Of course, that was no surprise to her loyal followers.  “20-Nothings” is choc-a-block with anecdotes, advice and ramblings on everything from decluttering your space to playing hard to getting with a crush (and why people should stop doing that, already).

Rosen says her blog is meant to “remind you that you’re not alone, you’re (probably) not crazy, and (chances are) you’re going to make it out of this alive.”

Though her article titles are often provocative (see “No Time to Write? Have an Affair!”) her posts are filled with what she’s learned from the challenges in the personal and professional lives of Millennials.

Rosen grew up in New Jersey and went to college in Boston before moving to New York. She was  secure in a nine-to-five job in the marketing industry, but wasn’t feeling fulfilled. So in 2007, she registered the domain “20-nothings.com” and started writing on the side.

But there was one major issue–she wasn’t getting paid to do this, even as the site attracted more and more loyal readers. Why did she keep blogging?

Photo: Avia Rosen
Photo: Avia Rosen

“I couldn’t not do it,” she told best-of-the-Internet-podcast Fortnight on the Internets. “Having this space to feel free and have this outlet, it’s the same way many people feel about a diary.  
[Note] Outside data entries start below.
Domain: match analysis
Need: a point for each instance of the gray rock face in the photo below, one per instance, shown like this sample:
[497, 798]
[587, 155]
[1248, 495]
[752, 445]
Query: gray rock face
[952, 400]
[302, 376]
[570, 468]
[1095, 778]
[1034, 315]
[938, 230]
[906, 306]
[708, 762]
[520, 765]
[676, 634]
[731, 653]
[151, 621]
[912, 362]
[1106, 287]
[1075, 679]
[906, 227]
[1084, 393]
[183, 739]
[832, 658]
“I wasn’t a full time writer so it was the only thing I had that made me feel like a writer. It was the only place I actually had a body of work. Even though nobody was paying me to do it, I had to keep going.”

Rosen engages in snark-free writing, which makes 20-nothings such an enjoyable place. She is candid, yet humble. Mostly, her blog is an island of earnestness among a sea of cynical and sarcastic voices.

“There are times when I feel the snark coming in but I say to myself, ‘Why am I so mad? Why so bitter?’ and I write about that instead. That’s more interesting. And it has been more comfortable and well received.”

Jessie Rosen
Photo: www.jessierosen.com

In the beginning, most articles were about dating, hook-up culture and her friends. But in time, she found herself covering a broader range of subjects:  the Iraq war, maintaining a work/life balance, the economy and the truth about working from home.

But one thing that does get her goat? The misperceptions people have about Millennials. “’Lazy and entitled. It’s what I hear most often. For people in my age range, we graduated without a lot of opportunities,” she says.

“So if you’re staying in your parents house and weighing a $28,000 a year salary at a job where you’d have to move to Manhattan, one of the most expensive cities in the nation, or perhaps working at a Starbucks or substitute teaching while you figure things out–you might stay home.  You might take that Starbucks job,” she says. “I don’t think that makes you lazy. It’s just a little bit of a different priority because of what the world had to offer us at that time.”

And she isn’t afraid to use her personal life in her writing. (Though she does say that if she wouldn’t feel comfortable shouting it out in a crowded theater, then she won’t put it on the Internet.)  Her most commented upon articles are ones that address what she is most self-conscious about: wanting to be a writer but not lose her job; moving to LA from New York; and feeling like an outsider as she tried to break into the television industry.

Readers identified. So Rosen decided to put her stories together and published “20-Nothings: Stories on Surviving the Most Significant, Least Important Decade of My Life”. With the book’s success she decided to try a completely different subject. Her recently released young adult novel, Dead Ringer, tells the creepy story of a girl entering a new high school only to discover she has a doppelganger–a girl who killed herself the previous year.

It might not be based on her life, but the protagonist’s challenges are similar to what Rosen has been blogging about since 2007: feeling like an outsider, navigating life’s transitions, and surviving (and celebrating) the adventures of being a Millennial.